Inquiry: They are barbarians

They are barbarians. (Noisy retreat groups!)

  1. True?
    No. Although it feels that way sometimes. I can find stories that tells me it is true. I can find others who agree.
  2. Sure?
    No. Just an opinion.
  3. What happens when I believe that thought?
    • I get frustrated. Attention goes to the sounds of heavy breathing, swallowing, fidgeting, unwrapping cough drops and candy, unscrewing water bottle lids and drinking, and so on.
    • I repeat to myself all the noisy and distracting things people in this and past retreats do.
      • At the previous retreat, I sat next to a woman who when awake was a noisy breather, fidgeted, unwrapped and ate hard candy (!), and drank water from her water bottle, and when asleep – which was most of the time – breathed even heavier bordering on snoring.
      • At this one, I was again sitting next to a noisy breather, forcing his breath through constricted nostrils, and one who was unwrapping cough drops and drinking water. (He was excused since he had a cold.)
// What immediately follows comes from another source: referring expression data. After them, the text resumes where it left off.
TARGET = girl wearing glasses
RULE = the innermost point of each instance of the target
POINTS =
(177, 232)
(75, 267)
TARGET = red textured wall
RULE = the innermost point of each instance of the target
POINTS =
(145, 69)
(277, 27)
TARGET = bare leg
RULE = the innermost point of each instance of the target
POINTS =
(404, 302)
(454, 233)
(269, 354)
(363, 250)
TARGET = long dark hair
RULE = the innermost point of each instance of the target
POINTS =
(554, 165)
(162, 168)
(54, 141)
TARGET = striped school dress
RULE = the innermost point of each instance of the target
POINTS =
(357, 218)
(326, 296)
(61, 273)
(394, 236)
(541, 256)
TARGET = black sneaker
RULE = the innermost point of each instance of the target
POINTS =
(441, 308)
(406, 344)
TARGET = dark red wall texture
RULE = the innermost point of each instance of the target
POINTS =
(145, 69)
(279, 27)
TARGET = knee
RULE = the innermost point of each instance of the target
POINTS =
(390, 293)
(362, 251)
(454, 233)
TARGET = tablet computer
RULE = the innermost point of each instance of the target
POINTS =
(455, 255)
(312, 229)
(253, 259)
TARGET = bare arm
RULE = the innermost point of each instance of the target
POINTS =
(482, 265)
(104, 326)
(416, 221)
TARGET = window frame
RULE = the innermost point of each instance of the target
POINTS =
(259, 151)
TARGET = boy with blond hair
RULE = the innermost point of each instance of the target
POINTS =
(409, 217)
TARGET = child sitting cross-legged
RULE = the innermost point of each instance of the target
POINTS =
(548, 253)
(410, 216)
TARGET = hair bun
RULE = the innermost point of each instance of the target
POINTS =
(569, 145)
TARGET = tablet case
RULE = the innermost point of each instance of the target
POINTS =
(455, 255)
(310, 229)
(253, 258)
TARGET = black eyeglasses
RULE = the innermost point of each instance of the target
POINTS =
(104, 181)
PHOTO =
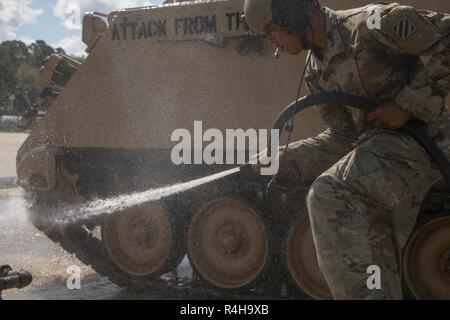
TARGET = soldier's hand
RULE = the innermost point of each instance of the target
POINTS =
(286, 165)
(389, 115)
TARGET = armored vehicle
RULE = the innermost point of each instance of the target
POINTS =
(107, 131)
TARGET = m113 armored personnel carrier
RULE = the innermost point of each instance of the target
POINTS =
(107, 131)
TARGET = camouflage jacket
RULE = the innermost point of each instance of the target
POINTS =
(383, 61)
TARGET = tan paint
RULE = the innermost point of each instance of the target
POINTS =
(133, 94)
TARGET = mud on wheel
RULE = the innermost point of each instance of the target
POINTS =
(426, 259)
(229, 244)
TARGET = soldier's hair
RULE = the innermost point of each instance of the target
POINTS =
(293, 15)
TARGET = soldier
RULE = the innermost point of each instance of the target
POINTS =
(370, 180)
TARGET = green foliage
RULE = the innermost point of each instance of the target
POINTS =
(19, 71)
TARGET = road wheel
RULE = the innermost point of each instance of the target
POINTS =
(144, 240)
(426, 260)
(228, 243)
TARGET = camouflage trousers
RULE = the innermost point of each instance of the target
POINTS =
(363, 209)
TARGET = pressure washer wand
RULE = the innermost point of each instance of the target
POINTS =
(413, 128)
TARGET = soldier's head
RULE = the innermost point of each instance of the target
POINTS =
(287, 23)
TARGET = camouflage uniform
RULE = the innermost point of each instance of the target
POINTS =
(364, 206)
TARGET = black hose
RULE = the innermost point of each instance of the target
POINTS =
(412, 128)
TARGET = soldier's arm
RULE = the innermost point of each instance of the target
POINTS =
(407, 31)
(314, 155)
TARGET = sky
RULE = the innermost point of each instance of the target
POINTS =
(57, 22)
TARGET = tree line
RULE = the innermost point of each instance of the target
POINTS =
(19, 72)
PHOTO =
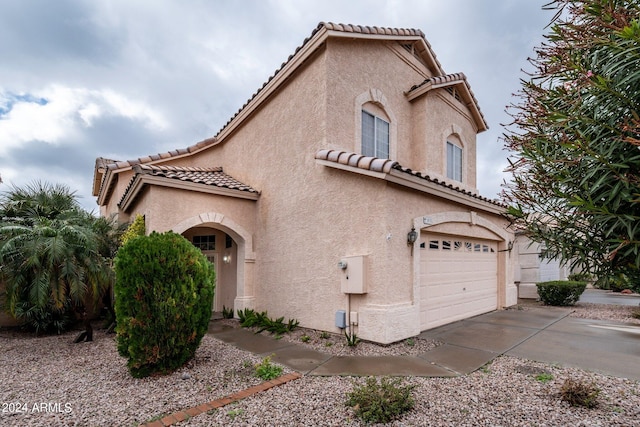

      • Sometimes, there is an epidermic of swallowing going on, someone in the room swallowing heavily every two or three seconds. Other times, it may be down to just a few every minute.
    • I compare them with my old Zen group, where people were quiet. And if they were not, the teachers would shout “sit still!” or “wake up!”.
    • I complain to myself about the teachers of this group. Why can’t they give the basic instructions and guidelines that all my Zen teachers did?
      • Quiet breathing. If you breathe noisily, it is too forced.
      • Sit still. If there is an itch, just let it itch. Notice what the mind does with it. Only move if there is genuine danger of injury.
      • Reduce swallowing. Place your tongue against the back of the upper teeth, create a small suction between the tongue and the roof of the mouth and collect saliva there. (When I do that, I can easily sit for a period without having to swallow.)
    • I complain to myself that it is difficult to do my practice under these conditions. Even if I know I am distracting myself, I find it difficult to work with it and get it to the point where I can do my practice even approximately as focused as when I am on my own. “They are ruining my practice.”
    • I make my own views right and their wrong. I mentally find an ally in the Zen tradition and my old Zen teachers. Then, I realize that they too would see that I am just caught up in my own hangups. They wouldn’t be on my side in that way.
    • I get distracted. Attention goes to all the sounds and my stories about it and reactions to it. I experience discomfort. I get jittery. I wish I was somewhere else. I consider going home.
    • I exaggerate the situation in my mind. My thoughts compile all the worst examples from four retreats, and combine it into one grotesque image. Whenever someone swallows, all of that comes up so something innocent becomes something much worse in my own mind.
    • I take it as a personal insult. I take it personally.
    • (Of course, this is an exaggeration of what happens, although the elements are there sometimes. Here I am exploring it in an amplified way.)
  4. Who would I be without it?
    • Without beliefs about the sounds, attention wouldn’t get drawn into it. Attention would be free to go somewhere else. I would be peaceful. Focused. Working on the practice. (As I do in retreats with quiet groups or on my own.)
    • I see the thought of them being barbarians, and the whole situation, as quite comical. I see the comedy in getting caught up in that story. I also see how it is just the preference of this one personality and not personal at all – it has infinite causes. And there is no need to take it seriously or be identified with it.
  5. Turnarounds.
    • They are not barbarians.
      • No. They are just sitting there. Hardly barbarians.
      • They follow the norms of that particular group, and those norms are quite different from those of Zen retreats. They are doing what they are told, and not doing anything they are not told to do.
      • Also, they help me see my own hangups, even if it is uncomfortable.
    • I am a barbarian.
      • Yes, when I go into these stories about them, I am the barbarian.
      • I make them into slobs and barbarians in my own mind, which is crude and barbarian itself.
      • I think I am right and they are wrong, which also is pretty crude and barbarian.